Did you know Johnny Storm and Steve Rogers were the same person? Yeah, me neither. But little things like cognition never stopped the folks over at Marvel from hammering out a movie. If Spider-Man’s tattered battle dress wasn’t enough to get your eyes rolling, how about a paper-mâché uniform for the legendary Captain America? Yeah, how about that. Marvel says its crappy design is intentional because “you couldn’t take him seriously in his flag pajamas,” according to director Joe Johnston.

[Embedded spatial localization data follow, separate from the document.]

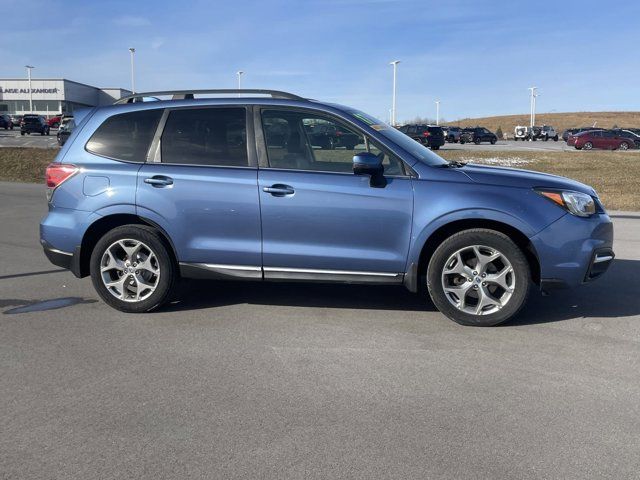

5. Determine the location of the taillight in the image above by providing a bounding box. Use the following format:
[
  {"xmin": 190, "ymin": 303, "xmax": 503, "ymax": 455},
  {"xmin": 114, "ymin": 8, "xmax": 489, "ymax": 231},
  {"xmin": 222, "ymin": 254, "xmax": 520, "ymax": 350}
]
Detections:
[{"xmin": 45, "ymin": 163, "xmax": 78, "ymax": 201}]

So with that, we should take it that invulnerable pajama jeans are much more appropriate for an outdated franchise that needs an incredible first silver screen impression just to be accepted in general conversation. Maybe the suit is fire-proof in the case Cap feels the need to “flame on” or maybe his shield is made of Styrofoam. In any instance, the WWII premise isn’t exactly a big drawl for all the kiddies too accustomed to associating warfare with desert sands and Arabic-speaking terrorists as they pile up hours on Call Of Duty on the console of their choice.
America, we deserve better! Captain America: The First Avenger just wants to be your midsummer’s night dream, snatch your $11 for the 3D fee and have you yawning over the previous two hours as you scrape popcorn kernels from your back molars.
And he shall not be avenged for a sequel!